Data center management software is evolving — at last
Despite their role as enablers of technological progress, data center operators have been slow to take advantage of developments in software, connectivity and sensor technologies that can help optimize and automate the running of critical infrastructure.
Most data center owners and operators currently use building management systems (BMS) and / or data center infrastructure management (DCIM) software as their primary interfaces for facility operations. These tools have important roles to play in data center operations but have limited analytics and automation capabilities, and they often do little to improve facility efficiency.
To handle the increasing complexity and scale of modern data centers — and to optimize for efficiency — operations teams need new software tools that can generate value from the data produced by the facilities equipment.
For more than a decade, DCIM software has been positioned as the main platform for organizing and presenting actionable data — but its role has been largely passive. Now, a new school of thought on data center management software is emerging, proposed by data scientists and statisticians. From their point of view, a data center is not a collection of physical components but a complex system of data patterns.
Seen in this way, every device has a known optimal state, and the overall system can be balanced so that as many devices as possible are working in this state. Any deviation would then indicate a fault with equipment, sensors or data.
This approach has been used to identify defective chiller valves, imbalanced computer room air conditioning (CRAC) fans, inefficient uninterruptible power supply (UPS) units and opportunities to lower floor pressure — all discovered in data, without anyone having to visit the facility. The overall system — the entire data center — can also be modelled in this way, so that it can be continuously optimized.
All about the data
Data centers are full of sensors. They can be found inside CRAC and computer room air handler units, chillers, coolant distribution units, UPS systems, power distribution units, generators and switchgear, and many operators install optional temperature, humidity and pressure sensors in their data halls.
These sensors can serve as a source of valuable operational insight — yet the data they produce is rarely analyzed. In most cases, applications of this information are limited to real-time monitoring and basic forecasting.
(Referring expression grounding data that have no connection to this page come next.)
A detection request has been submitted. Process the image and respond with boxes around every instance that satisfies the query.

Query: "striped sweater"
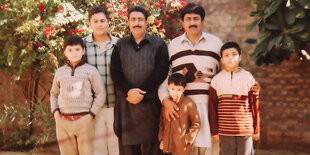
[208,68,260,136]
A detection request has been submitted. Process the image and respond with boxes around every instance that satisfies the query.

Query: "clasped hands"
[126,88,146,104]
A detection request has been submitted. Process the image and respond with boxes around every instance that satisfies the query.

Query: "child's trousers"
[55,114,95,155]
[219,135,254,155]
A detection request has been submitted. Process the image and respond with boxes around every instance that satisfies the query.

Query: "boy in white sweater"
[50,35,105,155]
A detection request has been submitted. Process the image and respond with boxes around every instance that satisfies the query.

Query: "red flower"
[78,29,86,33]
[145,6,148,11]
[165,14,171,19]
[34,0,38,1]
[180,1,187,7]
[49,54,53,60]
[36,43,41,47]
[132,0,139,3]
[149,2,153,5]
[24,42,28,47]
[52,62,57,68]
[173,33,180,38]
[123,6,128,10]
[159,0,165,5]
[38,21,43,26]
[122,0,127,3]
[57,6,64,12]
[156,3,161,8]
[8,76,13,81]
[67,30,73,35]
[1,5,6,11]
[19,16,24,20]
[118,11,127,17]
[43,27,55,36]
[153,20,162,26]
[38,3,45,12]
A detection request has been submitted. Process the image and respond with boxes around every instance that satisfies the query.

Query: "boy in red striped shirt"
[208,42,260,155]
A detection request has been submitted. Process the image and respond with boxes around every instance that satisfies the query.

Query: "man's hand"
[126,88,146,104]
[252,134,260,141]
[159,141,163,150]
[162,97,179,121]
[212,135,220,142]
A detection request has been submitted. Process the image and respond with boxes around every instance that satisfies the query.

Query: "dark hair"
[63,35,84,50]
[168,73,187,88]
[220,42,241,56]
[180,3,205,21]
[88,6,109,21]
[128,6,149,20]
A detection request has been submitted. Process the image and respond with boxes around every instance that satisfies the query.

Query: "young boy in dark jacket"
[159,73,201,155]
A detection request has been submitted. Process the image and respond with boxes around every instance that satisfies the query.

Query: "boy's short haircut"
[63,35,84,50]
[88,6,109,21]
[180,3,205,21]
[220,42,241,57]
[127,6,149,20]
[168,73,187,88]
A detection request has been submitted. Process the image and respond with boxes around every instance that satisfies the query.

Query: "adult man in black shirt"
[110,6,169,155]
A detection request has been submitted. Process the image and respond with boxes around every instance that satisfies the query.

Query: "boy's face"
[89,12,109,36]
[221,48,241,71]
[182,13,203,37]
[128,11,147,37]
[64,44,85,66]
[168,83,185,102]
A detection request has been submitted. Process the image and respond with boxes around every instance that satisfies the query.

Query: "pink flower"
[106,3,114,9]
[38,3,45,12]
[57,6,64,12]
[144,6,148,11]
[132,0,139,3]
[1,5,6,11]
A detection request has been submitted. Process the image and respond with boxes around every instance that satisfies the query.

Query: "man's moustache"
[189,25,197,28]
[133,26,142,28]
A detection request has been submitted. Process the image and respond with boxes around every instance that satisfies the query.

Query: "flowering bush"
[0,0,186,150]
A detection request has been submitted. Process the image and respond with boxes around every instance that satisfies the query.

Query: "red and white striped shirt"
[208,68,260,136]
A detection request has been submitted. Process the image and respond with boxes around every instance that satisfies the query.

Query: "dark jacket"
[111,33,169,145]
[159,95,201,155]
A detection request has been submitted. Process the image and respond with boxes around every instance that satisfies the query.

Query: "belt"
[59,114,86,121]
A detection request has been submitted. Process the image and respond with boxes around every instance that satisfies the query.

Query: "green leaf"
[296,0,310,9]
[295,9,306,18]
[284,9,295,25]
[295,32,310,41]
[288,23,306,33]
[264,23,281,30]
[253,38,269,57]
[264,0,282,18]
[282,35,296,51]
[248,18,262,31]
[267,34,283,51]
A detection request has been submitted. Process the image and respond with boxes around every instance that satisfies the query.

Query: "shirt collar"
[129,33,151,44]
[180,32,207,44]
[85,32,118,45]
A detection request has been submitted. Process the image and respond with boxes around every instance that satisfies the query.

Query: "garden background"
[0,0,310,154]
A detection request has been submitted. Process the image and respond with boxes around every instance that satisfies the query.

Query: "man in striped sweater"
[158,3,223,155]
[208,42,260,155]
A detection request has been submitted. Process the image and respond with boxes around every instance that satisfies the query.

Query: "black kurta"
[111,33,169,145]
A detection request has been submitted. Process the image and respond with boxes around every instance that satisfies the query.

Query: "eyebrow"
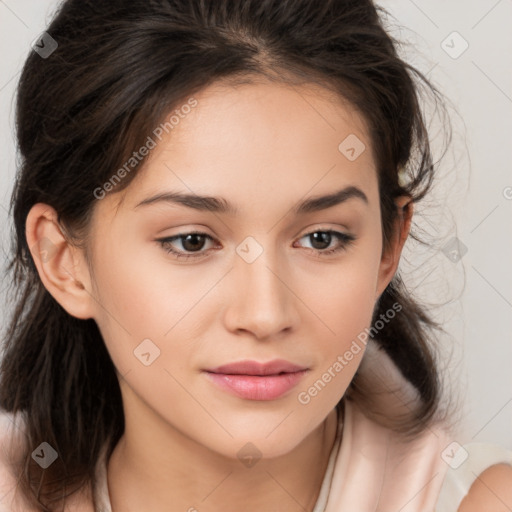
[134,185,368,215]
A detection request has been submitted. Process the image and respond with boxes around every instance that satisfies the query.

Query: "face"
[54,80,402,460]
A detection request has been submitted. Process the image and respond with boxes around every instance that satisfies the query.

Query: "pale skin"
[25,80,512,511]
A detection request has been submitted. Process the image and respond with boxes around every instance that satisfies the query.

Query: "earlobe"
[25,203,95,320]
[375,196,414,298]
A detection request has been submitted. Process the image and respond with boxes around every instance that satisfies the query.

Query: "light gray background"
[1,1,511,449]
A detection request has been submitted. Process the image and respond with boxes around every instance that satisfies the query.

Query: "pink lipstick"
[203,359,309,401]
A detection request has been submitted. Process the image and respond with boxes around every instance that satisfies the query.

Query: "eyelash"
[156,229,356,261]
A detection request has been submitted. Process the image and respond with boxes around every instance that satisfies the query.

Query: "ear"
[375,196,413,298]
[25,203,96,320]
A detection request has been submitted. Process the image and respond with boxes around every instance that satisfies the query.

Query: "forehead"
[106,79,376,217]
[165,78,371,154]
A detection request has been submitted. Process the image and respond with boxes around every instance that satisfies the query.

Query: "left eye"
[157,229,355,261]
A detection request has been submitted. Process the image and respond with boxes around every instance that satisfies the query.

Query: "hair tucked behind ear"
[1,0,451,509]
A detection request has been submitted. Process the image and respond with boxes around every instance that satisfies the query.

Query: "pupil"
[311,232,331,250]
[183,234,204,251]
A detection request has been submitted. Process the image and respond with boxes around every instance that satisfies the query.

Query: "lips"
[203,359,309,400]
[206,359,308,376]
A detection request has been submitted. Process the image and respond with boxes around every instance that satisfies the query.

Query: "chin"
[210,433,303,464]
[207,417,318,462]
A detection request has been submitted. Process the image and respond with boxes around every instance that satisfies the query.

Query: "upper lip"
[204,359,308,376]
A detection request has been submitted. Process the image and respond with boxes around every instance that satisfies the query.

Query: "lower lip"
[203,370,308,400]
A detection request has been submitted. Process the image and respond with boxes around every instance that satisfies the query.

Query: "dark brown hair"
[1,0,451,509]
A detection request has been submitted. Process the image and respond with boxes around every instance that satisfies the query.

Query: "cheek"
[90,232,187,333]
[297,230,383,384]
[303,271,376,372]
[87,235,169,371]
[89,234,223,377]
[306,242,382,341]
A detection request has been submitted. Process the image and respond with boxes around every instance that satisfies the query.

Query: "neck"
[106,404,341,512]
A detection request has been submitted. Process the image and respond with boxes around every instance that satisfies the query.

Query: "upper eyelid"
[163,221,352,237]
[160,226,351,242]
[158,228,353,251]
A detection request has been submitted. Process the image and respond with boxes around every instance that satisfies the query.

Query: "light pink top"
[1,348,511,511]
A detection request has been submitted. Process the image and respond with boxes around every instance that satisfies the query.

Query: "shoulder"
[436,442,512,512]
[458,463,512,511]
[0,409,95,512]
[0,409,27,511]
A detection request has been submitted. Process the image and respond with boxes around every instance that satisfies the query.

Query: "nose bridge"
[226,234,297,338]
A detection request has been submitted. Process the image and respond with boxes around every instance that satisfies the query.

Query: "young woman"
[0,0,511,511]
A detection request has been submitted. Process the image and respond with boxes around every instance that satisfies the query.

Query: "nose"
[223,242,299,340]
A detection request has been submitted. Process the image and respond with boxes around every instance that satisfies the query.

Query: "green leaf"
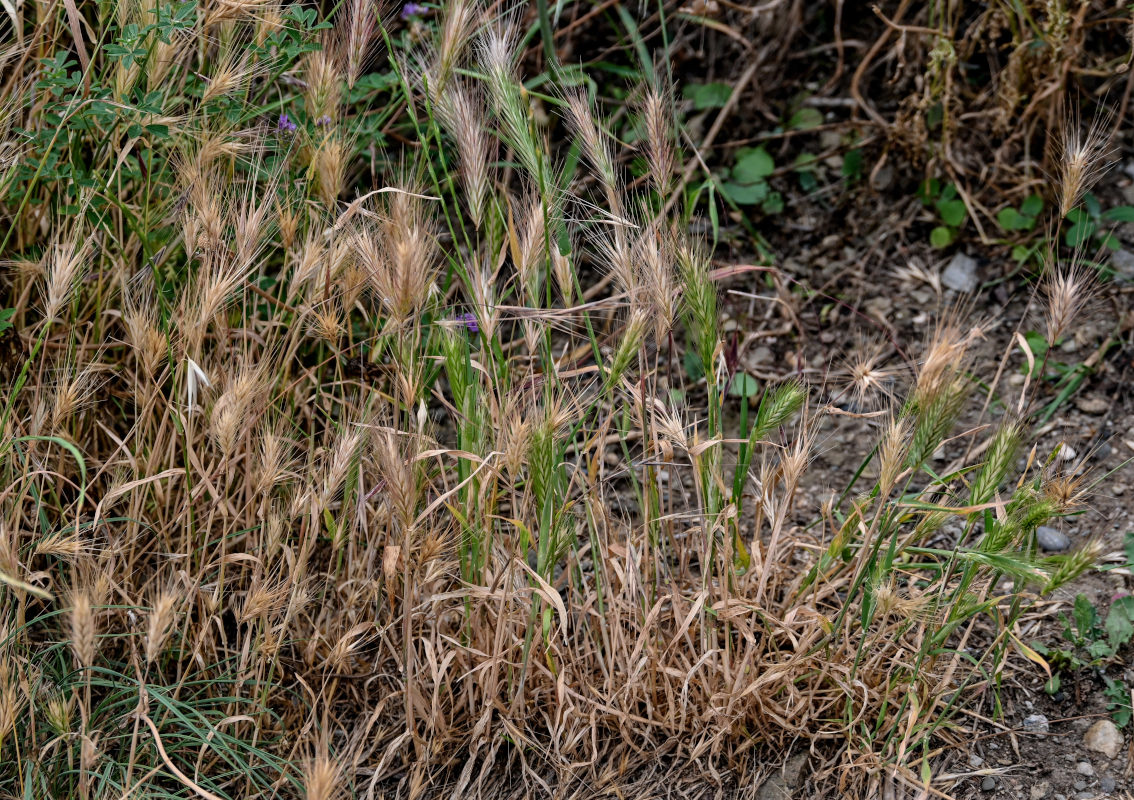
[1124,531,1134,568]
[841,149,862,180]
[788,107,823,130]
[0,308,14,334]
[997,207,1025,231]
[720,180,768,206]
[1066,207,1090,225]
[1105,596,1134,647]
[929,226,954,249]
[1020,194,1044,218]
[1065,220,1095,248]
[732,147,775,182]
[729,373,761,398]
[1102,205,1134,223]
[683,350,705,381]
[761,191,784,215]
[917,178,940,205]
[685,82,733,110]
[936,198,967,228]
[1073,594,1097,640]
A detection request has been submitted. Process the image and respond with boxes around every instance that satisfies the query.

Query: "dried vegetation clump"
[0,0,1118,798]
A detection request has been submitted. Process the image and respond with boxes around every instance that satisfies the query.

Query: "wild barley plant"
[0,1,1114,798]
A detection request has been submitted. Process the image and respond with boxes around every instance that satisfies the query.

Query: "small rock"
[1031,781,1051,800]
[756,752,809,800]
[750,346,773,364]
[1023,713,1051,733]
[1084,719,1124,759]
[1074,779,1088,791]
[943,252,980,293]
[1076,793,1096,800]
[982,776,997,792]
[1110,248,1134,283]
[1076,395,1111,415]
[781,752,808,788]
[969,754,984,768]
[871,164,894,191]
[1100,776,1116,793]
[1060,445,1078,462]
[1037,526,1071,552]
[1077,762,1095,776]
[755,775,790,800]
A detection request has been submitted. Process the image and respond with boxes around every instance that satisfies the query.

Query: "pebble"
[943,252,980,293]
[1036,526,1070,552]
[1075,395,1110,415]
[1031,782,1051,800]
[1074,780,1088,791]
[1110,248,1134,283]
[1023,713,1051,733]
[1084,719,1124,759]
[1077,762,1095,776]
[969,754,984,768]
[982,776,997,792]
[1100,776,1116,793]
[1076,793,1095,800]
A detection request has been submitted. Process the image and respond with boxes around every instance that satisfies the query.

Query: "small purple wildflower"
[401,2,426,19]
[456,312,478,334]
[316,114,333,127]
[276,113,297,134]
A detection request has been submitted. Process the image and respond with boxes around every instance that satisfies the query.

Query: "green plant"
[1064,193,1134,251]
[1032,534,1134,727]
[719,145,782,212]
[918,178,968,248]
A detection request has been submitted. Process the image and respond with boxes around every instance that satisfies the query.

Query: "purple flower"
[456,312,478,334]
[316,114,333,127]
[276,113,297,134]
[401,2,426,19]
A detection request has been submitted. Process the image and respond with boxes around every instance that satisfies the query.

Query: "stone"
[1075,395,1111,415]
[969,754,984,768]
[1100,776,1116,793]
[1077,762,1095,776]
[943,252,980,293]
[1022,713,1051,733]
[1074,780,1088,791]
[1036,526,1070,552]
[756,752,809,800]
[1031,781,1051,800]
[1109,248,1134,283]
[1084,720,1123,759]
[982,776,997,792]
[781,752,808,788]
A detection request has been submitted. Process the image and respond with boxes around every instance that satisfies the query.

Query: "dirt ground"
[704,172,1134,799]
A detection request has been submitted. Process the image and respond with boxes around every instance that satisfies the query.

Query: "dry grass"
[0,1,1117,798]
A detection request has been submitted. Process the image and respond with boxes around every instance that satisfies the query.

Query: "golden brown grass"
[0,2,1117,799]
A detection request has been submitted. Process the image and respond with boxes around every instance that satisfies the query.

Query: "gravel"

In recent years, major mechanical and electrical equipment suppliers have added network connectivity to their products as they look to harvest sensor data to understand where and how their equipment is used. This has benefits for both sides: customers can monitor their facilities from any device, anywhere, while suppliers have access to information that can be used in quality control, condition-based or predictive maintenance, and new product design.
The greatest benefits of this trend are yet to be harnessed. Aggregated sensor data can be used to train artificial intelligence (AI) models with a view to automating an increasing number of data center tasks. Data center owners and operators do not have to rely on equipment vendors to deliver this kind of innovation. They can tap into the same equipment data, which can be accessed using industry-standard protocols like SNMP or Modbus.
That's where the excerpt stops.